Samhain                                                             Thanksgiving Moon

 

Max Beckman’s “Blind Man’s Buff” is one of the highlights of the MIA’s collections.  His tryptychs are a wonder and the MIA’s may be the best of the batch.  Here’s the fun part. It’s about to undergo conservation and this conservation will not be hidden away in the sub-basement devoted to the Midwest Art Conservation Center, but done right in the gallery over the next few months.

This is an extraordinary opportunity to learn about this painstaking, delicate and sophisticated aspect of museum life.  I’ve had the opportunity to tour the Center twice and heard lectures from them at other times.  Most museum goers don’t know of its existence, I imagine, but it got special attention during the design of the Grave’s Target Wing.  It needed it.  Before it had been jammed into rooms and spaces not being used by the MIA.

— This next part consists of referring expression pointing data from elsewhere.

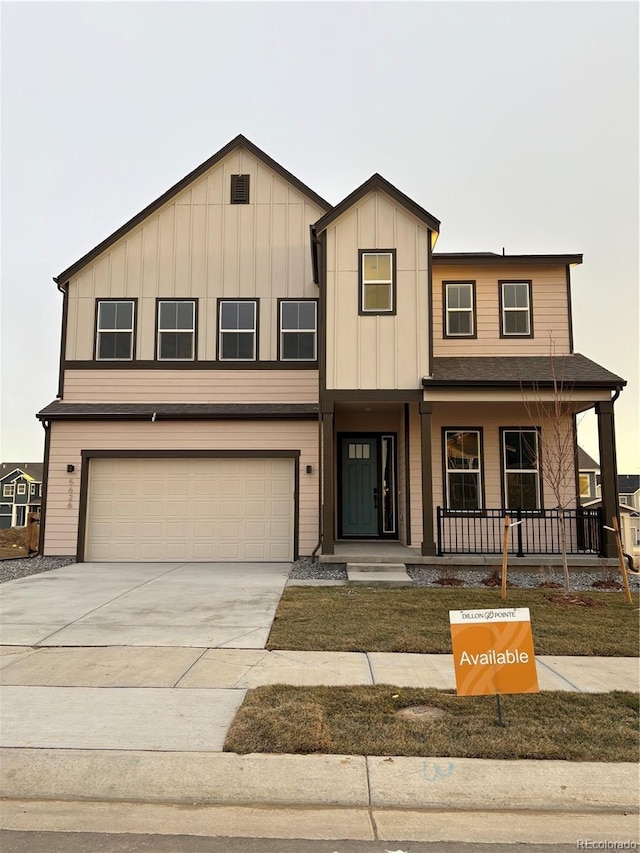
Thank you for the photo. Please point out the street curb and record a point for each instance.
(318, 780)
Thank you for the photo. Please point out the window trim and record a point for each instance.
(529, 283)
(503, 478)
(159, 301)
(256, 327)
(361, 309)
(445, 471)
(445, 311)
(134, 331)
(280, 357)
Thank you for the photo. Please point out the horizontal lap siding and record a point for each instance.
(69, 439)
(550, 311)
(191, 386)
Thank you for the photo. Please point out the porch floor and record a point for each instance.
(367, 551)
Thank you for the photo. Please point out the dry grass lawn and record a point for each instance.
(371, 619)
(363, 721)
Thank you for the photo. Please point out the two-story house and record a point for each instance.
(250, 373)
(20, 492)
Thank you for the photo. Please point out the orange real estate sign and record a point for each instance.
(493, 651)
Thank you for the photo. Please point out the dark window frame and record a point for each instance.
(159, 301)
(240, 189)
(281, 302)
(503, 467)
(134, 332)
(445, 471)
(529, 283)
(256, 332)
(445, 311)
(392, 311)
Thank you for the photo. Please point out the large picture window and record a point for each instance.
(377, 282)
(459, 309)
(463, 469)
(115, 330)
(521, 468)
(237, 331)
(298, 325)
(515, 309)
(176, 329)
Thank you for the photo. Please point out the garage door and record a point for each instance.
(190, 509)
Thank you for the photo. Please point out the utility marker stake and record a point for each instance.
(505, 546)
(623, 565)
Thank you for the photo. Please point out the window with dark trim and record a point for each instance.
(239, 189)
(521, 465)
(176, 330)
(115, 326)
(459, 309)
(377, 281)
(515, 309)
(463, 469)
(298, 330)
(237, 330)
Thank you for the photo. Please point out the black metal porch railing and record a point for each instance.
(539, 533)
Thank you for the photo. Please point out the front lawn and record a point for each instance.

Its print and paper conservation room had the most peculiar space up a short flight of stairs and entered through a half-height door.  Here’s an odd bit of history.  An MIA museum guard wrote a successful movie that had this door as a key conceit:  Being John Malkevich. If you saw the movie, you’ll recall that actors entered his brain through a tiny door.

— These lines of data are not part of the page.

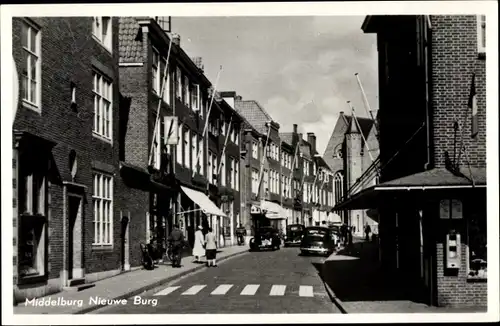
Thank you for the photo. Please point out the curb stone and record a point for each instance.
(155, 284)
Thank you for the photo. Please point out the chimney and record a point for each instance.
(176, 39)
(311, 139)
(198, 61)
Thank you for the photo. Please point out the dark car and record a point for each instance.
(294, 234)
(318, 240)
(266, 237)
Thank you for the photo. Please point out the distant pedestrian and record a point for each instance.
(210, 248)
(176, 239)
(367, 232)
(199, 243)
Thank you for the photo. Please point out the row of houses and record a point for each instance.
(119, 135)
(429, 197)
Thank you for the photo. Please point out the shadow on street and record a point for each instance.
(354, 274)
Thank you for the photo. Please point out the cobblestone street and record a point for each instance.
(257, 282)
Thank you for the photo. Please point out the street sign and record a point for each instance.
(15, 87)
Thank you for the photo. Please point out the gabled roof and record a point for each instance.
(254, 114)
(130, 48)
(366, 125)
(287, 137)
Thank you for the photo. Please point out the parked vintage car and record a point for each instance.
(294, 234)
(266, 237)
(317, 240)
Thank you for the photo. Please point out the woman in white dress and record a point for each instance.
(199, 243)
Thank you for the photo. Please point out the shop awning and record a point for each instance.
(435, 179)
(202, 200)
(272, 210)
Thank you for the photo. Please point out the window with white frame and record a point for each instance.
(481, 33)
(194, 151)
(155, 71)
(103, 112)
(214, 169)
(201, 151)
(195, 98)
(232, 172)
(166, 88)
(255, 181)
(255, 150)
(223, 169)
(179, 145)
(187, 148)
(31, 65)
(101, 29)
(32, 226)
(178, 90)
(186, 91)
(209, 166)
(102, 199)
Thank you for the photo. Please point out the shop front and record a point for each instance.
(432, 233)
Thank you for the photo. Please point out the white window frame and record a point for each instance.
(481, 34)
(187, 148)
(101, 97)
(102, 215)
(27, 101)
(180, 144)
(155, 71)
(194, 150)
(195, 98)
(187, 92)
(97, 31)
(178, 89)
(201, 151)
(223, 170)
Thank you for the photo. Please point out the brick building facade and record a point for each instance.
(432, 195)
(352, 155)
(66, 190)
(182, 161)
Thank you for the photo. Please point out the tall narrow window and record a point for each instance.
(186, 91)
(187, 148)
(103, 112)
(179, 83)
(481, 34)
(101, 29)
(194, 151)
(179, 146)
(30, 66)
(237, 176)
(155, 72)
(102, 198)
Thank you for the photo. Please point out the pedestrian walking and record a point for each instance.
(176, 239)
(199, 243)
(210, 248)
(367, 232)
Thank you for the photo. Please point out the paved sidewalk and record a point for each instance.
(125, 285)
(356, 284)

Conservation and restoration are tricky concepts in the world of art and antiquities, the current era different from the near past and very different from the times before that.  In the near past conservation and restoration had a bad time because earlier conservators had sometimes chopped up paintings to fit new frames, filled in colors or removed layers of paint to show an underpainting.  In buildings like those at Angkor the previous era of restoration fixed the buildings, tuning them up to the then current understanding of what they would have looked like.  In both instances conservators and restorers often used permanent materials that could not be distinguished from the original and/or modified the original in substantial ways.

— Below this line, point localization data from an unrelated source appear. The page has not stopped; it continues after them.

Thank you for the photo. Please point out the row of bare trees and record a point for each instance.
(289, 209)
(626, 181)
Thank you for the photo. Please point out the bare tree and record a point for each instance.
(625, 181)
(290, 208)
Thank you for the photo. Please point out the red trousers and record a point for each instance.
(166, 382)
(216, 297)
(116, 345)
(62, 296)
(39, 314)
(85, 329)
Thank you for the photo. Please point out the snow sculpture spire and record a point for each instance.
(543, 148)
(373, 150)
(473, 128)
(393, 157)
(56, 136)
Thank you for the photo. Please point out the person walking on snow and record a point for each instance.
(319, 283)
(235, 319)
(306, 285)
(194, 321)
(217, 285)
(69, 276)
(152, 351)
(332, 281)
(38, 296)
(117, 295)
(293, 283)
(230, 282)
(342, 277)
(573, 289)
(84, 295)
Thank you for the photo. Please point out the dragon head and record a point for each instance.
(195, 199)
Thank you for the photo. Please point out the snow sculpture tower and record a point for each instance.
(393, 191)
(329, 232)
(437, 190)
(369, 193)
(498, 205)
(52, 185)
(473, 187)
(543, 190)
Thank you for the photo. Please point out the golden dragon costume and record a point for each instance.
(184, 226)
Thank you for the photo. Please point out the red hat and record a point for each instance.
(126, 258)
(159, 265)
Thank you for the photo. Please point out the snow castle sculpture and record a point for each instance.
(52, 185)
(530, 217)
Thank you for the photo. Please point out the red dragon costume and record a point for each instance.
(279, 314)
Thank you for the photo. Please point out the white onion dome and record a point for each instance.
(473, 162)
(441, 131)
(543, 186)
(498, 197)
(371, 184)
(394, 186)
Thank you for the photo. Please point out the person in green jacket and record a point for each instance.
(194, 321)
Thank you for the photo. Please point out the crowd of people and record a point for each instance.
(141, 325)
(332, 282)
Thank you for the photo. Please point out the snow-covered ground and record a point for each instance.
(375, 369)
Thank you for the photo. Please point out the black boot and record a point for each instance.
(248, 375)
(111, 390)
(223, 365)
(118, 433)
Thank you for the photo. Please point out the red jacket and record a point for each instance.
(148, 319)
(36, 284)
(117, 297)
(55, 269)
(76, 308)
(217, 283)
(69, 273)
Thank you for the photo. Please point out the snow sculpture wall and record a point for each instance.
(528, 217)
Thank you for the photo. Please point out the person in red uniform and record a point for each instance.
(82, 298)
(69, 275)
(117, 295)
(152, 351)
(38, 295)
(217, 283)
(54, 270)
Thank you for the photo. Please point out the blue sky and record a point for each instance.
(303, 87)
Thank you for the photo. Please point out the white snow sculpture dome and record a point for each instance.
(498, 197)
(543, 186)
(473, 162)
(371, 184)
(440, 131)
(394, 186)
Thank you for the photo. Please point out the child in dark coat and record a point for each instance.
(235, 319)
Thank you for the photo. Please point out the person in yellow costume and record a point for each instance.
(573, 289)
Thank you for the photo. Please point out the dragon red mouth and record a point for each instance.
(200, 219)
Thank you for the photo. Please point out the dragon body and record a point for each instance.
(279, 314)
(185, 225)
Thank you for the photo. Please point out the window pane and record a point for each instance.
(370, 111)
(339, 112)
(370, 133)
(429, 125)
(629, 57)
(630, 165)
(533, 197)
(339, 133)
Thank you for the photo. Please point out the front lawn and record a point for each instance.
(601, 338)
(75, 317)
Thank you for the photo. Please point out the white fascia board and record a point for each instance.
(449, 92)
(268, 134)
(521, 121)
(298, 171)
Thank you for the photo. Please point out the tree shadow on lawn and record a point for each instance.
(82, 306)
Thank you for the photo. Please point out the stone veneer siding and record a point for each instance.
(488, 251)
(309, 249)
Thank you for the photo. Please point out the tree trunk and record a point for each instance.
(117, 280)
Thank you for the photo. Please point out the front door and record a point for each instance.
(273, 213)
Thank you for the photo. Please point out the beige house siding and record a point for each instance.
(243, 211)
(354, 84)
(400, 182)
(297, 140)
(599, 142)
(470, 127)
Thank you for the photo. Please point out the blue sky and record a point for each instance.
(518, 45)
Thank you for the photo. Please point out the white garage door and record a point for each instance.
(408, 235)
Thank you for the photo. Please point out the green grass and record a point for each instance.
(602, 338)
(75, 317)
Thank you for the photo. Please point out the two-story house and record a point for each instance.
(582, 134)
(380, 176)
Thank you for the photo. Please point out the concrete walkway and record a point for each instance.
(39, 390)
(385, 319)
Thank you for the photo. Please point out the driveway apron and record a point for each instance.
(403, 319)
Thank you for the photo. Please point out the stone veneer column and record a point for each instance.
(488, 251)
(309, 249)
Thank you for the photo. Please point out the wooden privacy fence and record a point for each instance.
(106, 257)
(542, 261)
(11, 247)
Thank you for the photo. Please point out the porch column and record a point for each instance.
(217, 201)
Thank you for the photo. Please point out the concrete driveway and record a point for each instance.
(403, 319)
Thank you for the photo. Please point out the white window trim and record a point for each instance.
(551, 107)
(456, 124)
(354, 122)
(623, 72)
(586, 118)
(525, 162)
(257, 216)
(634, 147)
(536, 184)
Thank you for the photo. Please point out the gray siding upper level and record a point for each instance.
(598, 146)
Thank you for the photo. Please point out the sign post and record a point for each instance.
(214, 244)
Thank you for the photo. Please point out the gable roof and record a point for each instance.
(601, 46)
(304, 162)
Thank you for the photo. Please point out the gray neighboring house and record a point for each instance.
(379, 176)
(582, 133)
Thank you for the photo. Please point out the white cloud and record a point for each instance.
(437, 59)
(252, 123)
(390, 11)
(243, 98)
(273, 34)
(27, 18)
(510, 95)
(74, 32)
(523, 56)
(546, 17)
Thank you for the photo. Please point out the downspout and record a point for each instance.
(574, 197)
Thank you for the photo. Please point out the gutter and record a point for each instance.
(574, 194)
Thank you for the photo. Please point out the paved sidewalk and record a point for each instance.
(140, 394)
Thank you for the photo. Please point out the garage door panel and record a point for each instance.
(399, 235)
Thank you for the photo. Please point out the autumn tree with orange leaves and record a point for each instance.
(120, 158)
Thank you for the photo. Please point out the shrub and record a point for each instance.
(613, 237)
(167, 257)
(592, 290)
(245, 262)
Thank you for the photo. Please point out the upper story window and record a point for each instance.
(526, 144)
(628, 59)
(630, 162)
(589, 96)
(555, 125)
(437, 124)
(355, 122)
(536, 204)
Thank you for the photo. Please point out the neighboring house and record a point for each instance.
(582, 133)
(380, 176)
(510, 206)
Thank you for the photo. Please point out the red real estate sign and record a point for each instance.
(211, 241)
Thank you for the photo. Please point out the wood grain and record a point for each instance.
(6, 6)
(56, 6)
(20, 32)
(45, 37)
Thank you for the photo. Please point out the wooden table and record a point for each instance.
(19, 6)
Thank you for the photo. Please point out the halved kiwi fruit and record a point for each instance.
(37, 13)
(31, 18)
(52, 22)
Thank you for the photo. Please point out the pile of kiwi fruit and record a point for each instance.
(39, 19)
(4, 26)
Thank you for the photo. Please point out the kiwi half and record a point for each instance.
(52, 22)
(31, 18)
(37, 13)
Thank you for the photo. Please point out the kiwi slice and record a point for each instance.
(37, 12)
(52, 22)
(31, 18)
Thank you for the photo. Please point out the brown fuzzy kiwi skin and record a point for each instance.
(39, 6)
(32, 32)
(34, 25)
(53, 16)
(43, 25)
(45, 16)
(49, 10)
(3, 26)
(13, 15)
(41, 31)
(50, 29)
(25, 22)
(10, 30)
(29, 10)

The near past’s reaction against that was to leave objects in their found state, to eschew all but the most necessary (particularly in painting and sculpture) interventions.  The current thinking is to restore, if necessary and deemed advisable, only in concert what the very best investigative work can determine consonant with the original.  And then, here’s a key move, to use only materials easily identified as added and also easy to remove without causing harm to the work or the building.  This allows restorations to reproduce a work’s original look in a way that preserves the artist’s original intent, yet not to alter the original in ways that cannot be undone and undone without injuring the work.  Scholarship in the future may change the view of the object.

We had a large painting conserved by them a few years ago after we ripped it during renovation of our kitchen and living room area.  It was not cheap, but neither was the painting.  They treated our painting with as much care as they would a museums.  The result was quite impressive.  You’d never know it was done.  Which in this case was the point.  They cleaned it, too.

 

 

Tea in the Mail

Samhain                                                         Thanksgiving Moon

A short morning since I slept in till 8:30.  Not usual.  I usually get up between 7:00 and funincular10007:30 am after a bed-time of 11:30.  Last night I was up until 11:50.  Not sure why I needed the sleep, but I did.  So, I’m alert.  That’s good.

An hour plus working on Missing.  I described Hilgo, a harbor town in the realm of the Holly King.  I used memories of Valparaiso, Chile, (see my photo) giving Hilgo a bi-level appearance with a large wharf.

Got my first shipment of teas from Verdant Tea, a 3 oz. a month club that sends out seasonally apt teas in 1 oz. increments.  They also include brewing instructions.  Since I spend so much time at the computer, the gong fu cha method of brewing works very well.  Today I got a black, and two oolongs along with information about the farmer and their operation for each of them.  All Chinese.

The first one I’m going to try is Qilan Wuyi Oolong.  This picture is a tea farm in the Wuyi mountains, famous in Chinese landscape paintings.

Now I’m back after the nap, ready to hit the Ovid.